Les aménagements – l’agrandissement d’un parking, la création d’une place de stockage pour la neige artificielle ou encore des modifications sur des pistes de fond – n’ont reçu l’aval du Canton qu’à condition qu’ils restent provisoires. Et c’est là où les avis divergent. «Il y a une lacune juridique, la loi restant vague sur la notion de «temporaire», relève Raphaël Mahaim.

C’est le bureau de l’avocat et député Vert qui a déposé un recours, vendredi, pour la Fondation suisse pour la protection et l’aménagement du territoire (FP), en apprenant le début des travaux dans cette zone classée à l’Inventaire fédéral des paysages. Le recours demandait le gel immédiat du chantier. Ce que n’a, pour l’heure, pas retenu le Tribunal cantonal: il a demandé aux autorités communales et cantonales de fournir des précisions quant aux autorisations délivrées d’ici à vendredi.

Selon l’homme de loi, le côté provisoire de ces aménagements est d’autant plus discutable qu’ils resteront en place jusqu’au JOJ (en janvier 2020), voire au-delà. «Le règlement mentionne une durée maximale de trois mois pour une dispense d’autorisation. On est bien au-delà.» Bertrand Meylan, municipal des Forêts et des Alpages au Chenit, précise: «L’autorisation délivrée par le Canton fixe à fin juillet le délai pour démanteler ces infrastructures, puisque la neige ne nous permettra pas forcément d’intervenir plus tôt.»

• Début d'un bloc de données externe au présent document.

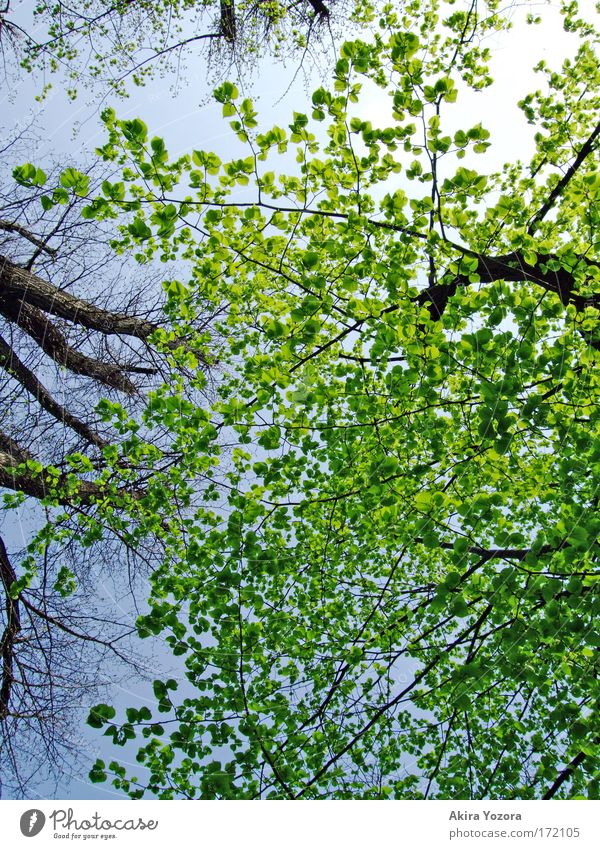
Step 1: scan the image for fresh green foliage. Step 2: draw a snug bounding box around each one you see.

Selon l’édile, tout est fait pour que le site puisse être remis en état. «La terre et les pierres excavées sont stockées à proximité du site, comme cela nous l’est demandé par le Canton.» Sur les lieux, on peut constater qu’un géotextile a été posé pour protéger les sols et permettre un démantèlement rapide.

«Atteintes irrémédiables»

Mais les opposants, Pro Natura Vaud et FP, contestent la capacité (ainsi que la volonté) des autorités communales à remettre le site en état: «On porte des atteintes lourdes à une prairie boisée, relève Roman Hapka, responsable romand de la fondation. Biologiquement, il est difficile de retrouver l’état initial lorsqu’on arrache de la terre à un milieu calcaire.» Raphaël Mahaim, qui s’est fendu mardi d’une interpellation devant le Grand Conseil, ajoute: «Le caractère provisoire d’une infrastructure est directement lié à la capacité de remise en état du site. Compte tenu de l’ampleur et de la durée des atteintes, on peut se demander si elle sera possible.»

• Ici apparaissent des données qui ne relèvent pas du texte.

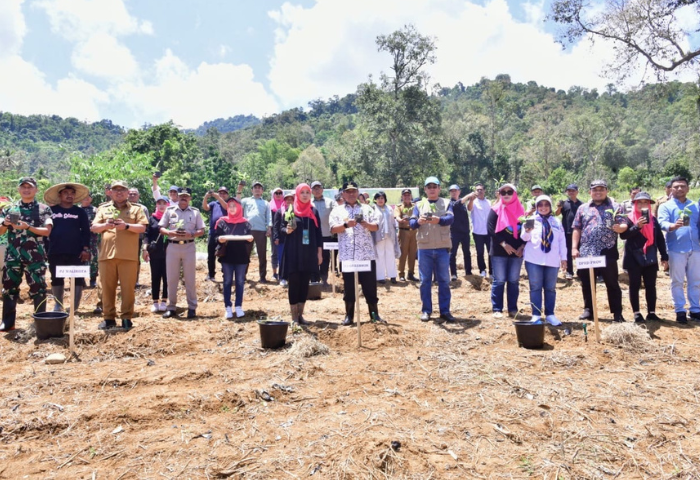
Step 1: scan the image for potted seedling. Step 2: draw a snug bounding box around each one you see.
[680,208,693,227]
[518,215,535,230]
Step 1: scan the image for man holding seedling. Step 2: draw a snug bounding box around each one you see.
[158,188,204,319]
[411,177,455,322]
[91,181,148,330]
[0,177,53,332]
[659,177,700,324]
[571,180,627,322]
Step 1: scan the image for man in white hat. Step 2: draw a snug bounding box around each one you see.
[44,183,90,312]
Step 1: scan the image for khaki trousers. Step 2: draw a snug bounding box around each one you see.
[165,242,197,311]
[99,259,139,320]
[399,228,418,277]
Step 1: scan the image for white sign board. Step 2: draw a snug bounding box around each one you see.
[343,260,372,273]
[56,265,90,278]
[576,257,605,270]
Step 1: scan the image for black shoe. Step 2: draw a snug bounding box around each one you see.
[97,320,117,330]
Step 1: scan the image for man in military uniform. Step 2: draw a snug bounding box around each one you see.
[91,181,148,330]
[158,188,204,318]
[81,192,99,288]
[0,177,53,332]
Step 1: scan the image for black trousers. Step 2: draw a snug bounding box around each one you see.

L’ampleur est justement difficile à mesurer. Et pour cause: «Lors d’une procédure de mise à l’enquête classique, tout un chacun peut accéder au projet détaillé, explique Raphaël Mahaim. Mais dans le cas présent, nous n’avons aucun moyen de connaître les surfaces concernées.» «En procédant de la sorte, sans demande de permis, nous sommes mis devant le fait accompli», tempête le responsable de FP.

Bertrand Meylan évoque «une surface inférieure à celle d’un terrain de foot». Raphaël Mahaim est circonspect: «Pour l’agrandissement du parking, il faudra un peu plus qu’un tas de gravier.»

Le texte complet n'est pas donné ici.